Она проснулась. Открыла глаза. Провела ладонью по лицу. Приподнялась на локте. Отбросила на затылок волосы. Посмотрела на меня пристально и долго и сказала: - Саша, я тебя люблю!

37

У Щербакова была жена в Чите, аккурат перед самой войной поженились, и дочка была, Аленушка, уже без него родилась, и жена всю войну писала ему, и потом писала, когда у Павла Михайловича задержка с демобилизацией получилась. А попал он в больницу - и как отрезало. Ни полстрочки, ни полслова, хотя не одно, а добрых полтора десятка писем, и простых, и заказных, и каких-то ценных, отправила ей тетя Даша. Она писала, а Щербаков диктовал: "Здравствуй, моя голубушка, Наталья Герасимовна, и дочурка моя ненаглядная, Аленушка, здравствуй!"- и вытягивал шею, чтоб заглянуть, те ли слова она пишет, что он говорит, не путает, не перевирает ли, но тетя Даша хоть и медленно писала, будто вырисовывала каждую букву кисточкой, да правильно, лишь глаза у нее от тех слов наливались слезами, но Павел Михайлович будто и не замечал этого - согласно кивал, когда та осипшим голосом перечитывала строчку за строчкой, и адрес на конверте, и обратный адрес…

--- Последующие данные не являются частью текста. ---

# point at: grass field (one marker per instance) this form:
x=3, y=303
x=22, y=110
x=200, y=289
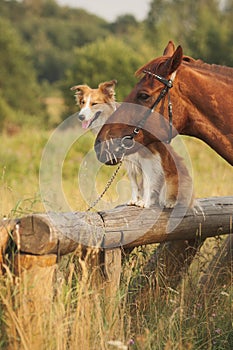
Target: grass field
x=184, y=318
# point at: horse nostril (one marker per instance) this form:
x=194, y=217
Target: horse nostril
x=81, y=117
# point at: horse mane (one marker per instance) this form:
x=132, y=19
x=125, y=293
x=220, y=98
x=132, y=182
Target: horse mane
x=153, y=66
x=213, y=68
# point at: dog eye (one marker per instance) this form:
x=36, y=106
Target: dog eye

- А может, ты не отправляешь их? - однажды подозрительно спросил он (все сроки минули, а ответа не было и не было). - Может, ты не отправляешь их, Дарья? Складываешь где-нибудь в чулане или печку растапливаешь?… - От бессонницы или еще от чего желтые белки его глаз налились кровью, пристально, не мигая, он смотрел на тетю Дашу и дышал тяжело, хрипло, как. загнанная лошадь. - Я ж не прошу ее забрать меня, только пять слов написать прошу, что у нее - руки отвалились бы пять слов написать?…

- Да ты с ума сошел! - Тетя Даша даже отшатнулась от него. - Как ты мог такое подумать про меня, сукин ты сын!..

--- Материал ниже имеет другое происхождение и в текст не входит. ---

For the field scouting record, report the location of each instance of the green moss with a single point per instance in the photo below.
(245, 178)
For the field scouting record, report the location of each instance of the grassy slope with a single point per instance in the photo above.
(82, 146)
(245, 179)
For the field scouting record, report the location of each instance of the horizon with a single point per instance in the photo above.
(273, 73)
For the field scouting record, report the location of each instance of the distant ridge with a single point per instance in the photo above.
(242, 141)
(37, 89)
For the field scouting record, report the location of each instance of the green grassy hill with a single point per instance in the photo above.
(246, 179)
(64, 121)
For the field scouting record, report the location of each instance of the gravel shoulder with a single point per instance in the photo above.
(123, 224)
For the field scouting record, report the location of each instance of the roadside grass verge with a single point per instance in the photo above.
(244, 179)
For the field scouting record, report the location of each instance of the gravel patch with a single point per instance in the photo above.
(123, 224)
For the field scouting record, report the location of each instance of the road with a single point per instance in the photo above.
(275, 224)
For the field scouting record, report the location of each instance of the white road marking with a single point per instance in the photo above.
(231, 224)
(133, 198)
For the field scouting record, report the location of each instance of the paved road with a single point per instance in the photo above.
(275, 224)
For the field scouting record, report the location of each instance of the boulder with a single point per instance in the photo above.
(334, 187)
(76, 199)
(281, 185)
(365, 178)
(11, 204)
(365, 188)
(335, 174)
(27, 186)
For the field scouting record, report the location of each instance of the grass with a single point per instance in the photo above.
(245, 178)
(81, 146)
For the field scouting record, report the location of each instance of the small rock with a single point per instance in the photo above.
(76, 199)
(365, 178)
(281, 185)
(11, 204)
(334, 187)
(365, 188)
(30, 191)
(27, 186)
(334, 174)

- А может, она заболела? Может, с ней какая беда случилась, а я даже не знаю ничего! - Казалось, Щербаков и не расслышал тети Дашиных слов, казалось, он бредит с открытыми глазами. - А я и не знаю ничего, и она не знает, что со мной приключилось. Как же это так - не отвечает… Она ведь жена мне, как это - не отвечает?

- А вот так. Очень даже просто! - жестко ответила тетя Даша. - Ты успокойся, я днями отпуск возьму, поеду в твою проклятую Читу. Я ее сюда на веревке приволоку, твою ненаглядную, если найду только.

- Дарья! - Щербаков рывком сел на кровати и замотал головой, будто у него перехватило дыхание. - Правда, Дарьюшка?

- Днями и выеду.

Ее не было больше двух недель. Я не мог узнать Щербакова. Теперь он не смеялся, не балагурил, не подмаргивал мне, лежал напряженный, словно к чему-то прислушивался, словно ловил и не мог поймать, никак не мог поймать легкий шум знакомых шагов. Он почти перестал есть, только пил много и жадно, то и дело вызывая санитарку, а потом снова откидывался на подушку и застывал, и гладкое, несмятое одеяло плоским блином лежало там, где должны были быть его ноги.

- Нет, Сашка, - сказал он однажды вечером, когда его привезли с перевязки и уложили на кровать два дюжих санитара - сняли со стола на колесиках и положили, как полено. - Нет, Сашка, не приедет она и не напишет, И зря только Дарья в такую даль моталась-тратилась - чем я ей буду отдавать?… - Он поморгал, словно ему соринка в глаз попала. - Чует моя душа - не приедет она. На кой я ей, такой… Баба она еще молодая, красивая, найдет себе пару. А может, уже нашла, потому и не отвечала, - зачем, мол, человека тревожить. А что дочка у нее, так она ж не помеха - дочка, молодой красивой бабе, правду я говорю, Сашка?… Хотя откуда тебе это знать, подрастешь - узнаешь. Что ей от меня за прок? От меня одна кочерыжка осталась, обглодали козы, мать их в душу… Зачем ей кочерыжка, если столько, брат, на свете тугих, ядреных кочанов…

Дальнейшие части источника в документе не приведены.